A young lady once told me, after working with me for 3 short months on a project, that I would one day be infamous. I’m assuming this notion was all based on my work performance and the way that I presented myself.  I never understood that prophecy or knew what it would mean for me until we politicked recently and she explained to me what that really means. I always said that I wanted to be an influential figure in my life. Influential for all the right reasons. Set standards and examples for so the young men coming up behind me will have someone to aspire to be like. It’s hard to be a role model or someone in the spotlight and live a life that detaches you from negativity, evils, or something that taints your image. Some try, I would hope, many could care less, and few ever live up to that. It’s sad. There are really no good role models left out there. Especially for black men, and blacks in general. We are forced to find our role models in entertainment. Everyone has some dirt on their feet from their walks in life. We are human,  inherintley imperfect and I love it. Why do I need to walk around trying to be Christ like? I don’t even think Christ was perfect. He’s a human isn’t he? Humans have flaws, no? Hm…

All of the people that I look up to and strive to be like have come from environments that can make you cringe. They have done terrible things that where the result of circumstance. I can relate to them. I know that same environment. Maybe not through and through but I have seen what they have become.  They are some of the most amazingly talented, intelligent, and inspiring people that I have witnessed.

As I try to telescope out my window into my future I am trying to see if I can truly be that role model for the kid(s) who are in my position now. Unfortunately I can’t see that far yet, of who I will become, it’s too blurry. I know who I want to  be… so, for the moment I just try to keep reminding myself.

Where do I want to go?

The top.

Who do I want to be?

A Legend.

Why do I want what seems so out of reach for just the average joe?

Because I have slaved, fought, bled, cried, and slaved some more. In the conception of those I have created art to free myself of the pain and harsh memories, and you know what? I damn sure feel like I deserve to be great. I think about the future, because I’m fascinated by it. It’s my love affair. I want to be the future of strong black men who don’t lead our people astray.

I am the future. Simply, because I am still living. Much to attest for a black man.

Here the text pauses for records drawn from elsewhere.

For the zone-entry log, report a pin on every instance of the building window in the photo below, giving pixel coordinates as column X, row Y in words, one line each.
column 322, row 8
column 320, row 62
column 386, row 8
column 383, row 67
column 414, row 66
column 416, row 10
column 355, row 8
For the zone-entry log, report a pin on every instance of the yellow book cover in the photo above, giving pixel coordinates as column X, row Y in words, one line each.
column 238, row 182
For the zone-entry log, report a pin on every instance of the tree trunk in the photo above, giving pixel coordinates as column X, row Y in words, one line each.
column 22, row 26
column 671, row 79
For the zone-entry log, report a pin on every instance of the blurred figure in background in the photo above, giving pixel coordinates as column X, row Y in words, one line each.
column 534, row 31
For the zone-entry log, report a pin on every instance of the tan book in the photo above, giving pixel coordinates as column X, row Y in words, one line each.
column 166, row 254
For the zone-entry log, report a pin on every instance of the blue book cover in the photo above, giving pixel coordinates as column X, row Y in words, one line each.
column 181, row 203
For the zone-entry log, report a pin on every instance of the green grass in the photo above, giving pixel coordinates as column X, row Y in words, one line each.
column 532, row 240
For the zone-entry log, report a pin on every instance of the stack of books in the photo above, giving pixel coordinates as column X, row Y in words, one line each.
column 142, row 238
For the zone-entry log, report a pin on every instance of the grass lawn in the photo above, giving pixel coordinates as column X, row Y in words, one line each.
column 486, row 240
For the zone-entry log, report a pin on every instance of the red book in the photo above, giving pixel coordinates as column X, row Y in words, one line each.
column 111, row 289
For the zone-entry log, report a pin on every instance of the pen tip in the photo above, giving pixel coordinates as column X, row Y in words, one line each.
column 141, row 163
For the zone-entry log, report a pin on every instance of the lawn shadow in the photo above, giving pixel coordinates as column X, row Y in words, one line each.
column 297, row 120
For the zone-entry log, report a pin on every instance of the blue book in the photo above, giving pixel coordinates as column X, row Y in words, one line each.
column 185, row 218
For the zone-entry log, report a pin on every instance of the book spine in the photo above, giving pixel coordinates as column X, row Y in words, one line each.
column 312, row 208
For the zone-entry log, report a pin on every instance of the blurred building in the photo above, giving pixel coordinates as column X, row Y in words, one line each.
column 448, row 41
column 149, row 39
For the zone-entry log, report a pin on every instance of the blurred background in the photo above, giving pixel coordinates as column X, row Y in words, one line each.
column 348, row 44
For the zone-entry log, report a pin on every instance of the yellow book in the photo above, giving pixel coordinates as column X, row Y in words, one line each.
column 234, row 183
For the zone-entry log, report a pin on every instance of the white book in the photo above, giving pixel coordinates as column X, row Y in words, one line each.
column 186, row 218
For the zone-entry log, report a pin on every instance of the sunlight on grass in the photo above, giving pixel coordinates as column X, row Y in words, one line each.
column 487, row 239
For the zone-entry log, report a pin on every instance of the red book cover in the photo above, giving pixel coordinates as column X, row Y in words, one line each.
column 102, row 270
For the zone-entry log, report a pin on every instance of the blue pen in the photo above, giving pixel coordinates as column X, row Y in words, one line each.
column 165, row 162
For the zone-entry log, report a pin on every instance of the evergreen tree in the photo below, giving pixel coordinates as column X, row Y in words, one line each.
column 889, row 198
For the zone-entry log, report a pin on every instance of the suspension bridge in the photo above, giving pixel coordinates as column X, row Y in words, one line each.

Walk Hard…The Troy Buchanan Story

In Uncategorized on October 28, 2009 at 11:55 PM

I have officially decided to leave Rhythm and Hues after what will be two feature films, and one test project. What an amazing experience I have had being here. Simply, hands down, and unadulterated the best company I have ever worked for. That’s a lot coming from me. I have worked for a lot of companies, and I have hated them all. The fact of the matter is, I cannot continue being a PA. I need to go after my dreams. No hard feelings R+H, I love you all.

So what’s next for me? Well, I’m still working on finishing this album, script #2, and of course my ,”what would be awesome day job “- a fashion model. I am getting a little closer with the latter. I just have to get some professional pictures done. I was told that the ones that I took were just not good enough, albeit, ” You have the look and you’ve got killer eyes” is what was said. So, that tells me I just have to cough up my money and get some good pictures taken in order to make this happen. Wish me luck! My only concern is from now until that happens…money. What am I going to do? Solstice (my part-time) can’t pay all my bills. Well, I’m a hustler (in a hard-working man sense), I have grinded (no Tony Hawk affiliation), and I have been through worse. Like my homie, Mark, told me. Thug it out.